Doch dann war anscheinend irgendetwas vorgefallen, von dem ich nicht wusste, was es war. Auf jeden Fall klammerte Mel sich plötzlich wie ein Kleinkind an mich. Jeden Tag bat sie mich, vorbei zu kommen, und abends war ich kaum wieder zu Hause, da rief sie auch schon wieder an. Auch heute hatte ich regelrecht darum betteln müssen, mal ein paar Stunden für mich zu haben.

Eigentlich hätte es mich beruhigen müssen, dass Mel noch immer viel Zeit mit mir verbringen wollte, auch wenn ihr Bruder jetzt wieder da war. In Wirklichkeit machte es mir jedoch nur noch mehr Angst. Ihr verzweifeltes Klammern hatte etwas derartig verkrampftes, dass ich mich unwillkürlich fragen musste, ob Mel versuchte, sich selbst durch meine ständige Anwesenheit etwas vor Augen zu führen. Die gequälten Blicke, die sie und Greg sich zuwarfen, und die Tatsache, dass die Luft zu brennen und dünn zu werden schien, wann immer die Beiden sich in einem Raum aufhielten, trugen nicht gerade dazu bei, dass ich mich entspannter fühlte.
 

Plötzlich schwang die Tür laut scheppernd auf und ich zuckte vor Schreck heftig zusammen. Reflexartig sprang ich vom Sofa auf und starrte Peter an, der mich irritiert ansah. „Was machst du denn hier? Heute ist doch gar keine Probe.“ Die Überraschung stand ihm deutlich ins Gesicht geschrieben. Ich zuckte halbherzig mit einer Schulter. „Dasselbe könnte ich dich fragen.“ „Ich hol nur meine Gitarre, weil ich sie gestern hier gelassen hab. Ich war doch direkt nach der Probe verabredet.“ „Ah, ja.“ Ich erinnerte mich und nickte, während Peter mich aufmerksam musterte.

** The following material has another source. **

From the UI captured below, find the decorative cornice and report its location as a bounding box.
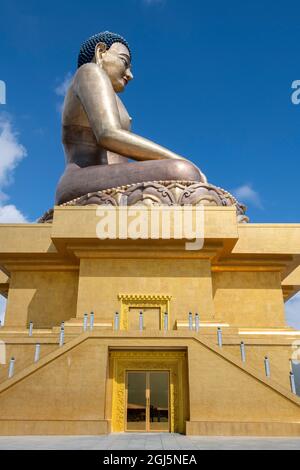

Peter war der ruhige Pol unserer Band. Er blieb stets auf dem Boden der Tatsachen, auch wenn wir anderen abhoben und uns gedanklich bereits auf dem Rockolymp sahen. Er war auch der vermutlich Einzige von uns, der noch nie seinen Status als Rockbandmitglied ausgenutzt hatte, um ein Mädchen rum zu kriegen – dafür war er einfach zu zurückhaltend. Doch vor allem war er auch sehr sensibel, weshalb er nun sofort merkte, dass etwas nicht stimmte.

„Und was machst du hier?“ „Nachdenken.“, gab ich zu und verschränkte die Arme abwehrend vor der Brust. Peter zog irritiert eine Augenbraue in die Höhe, als die gerade erst abgespielte Ballade sofort von neuem anfing, sagte aber nichts. Stattdessen warf er sich ziemlich unelegant aufs Sofa und sah herausfordernd zu mir hoch. „Los, setzt dich und erzähl mir, was los ist.“

Seufzend ließ ich mich neben ihn fallen und starrte wieder zur Decke. Ich fragte mich, ob unsere Vorgänger Raketen in dem engen Raum gezündet hatten oder wie die schwarzen Flecken ansonsten auf den weißen Anstrich dort oben kamen. Dann holte ich tief Luft und begann: „Es geht um Mel.“ Peter nickte. „Das hatte ich mir bereits gedacht. Habt ihr euch gestritten?“

„Nein. Aber es ist... einfach seltsam momentan. Ich... ich glaube...“ Ich würgte an den Worten, die ich schon seit Tagen mit mir herum trug und die mir wie Steine im Magen lagen. Als ich es endlich schaffte, sie hervor zu speien, war es beinah eine Wohltat: „Ich glaube, sie hat sich in Gregor verliebt.“ Irgendwie hatte ich damit gerechnet, dass Peter so etwas wie „Scheiße, nein!“ oder „Oh...“ sagen würde, doch er starrte mich nur verständnislos an.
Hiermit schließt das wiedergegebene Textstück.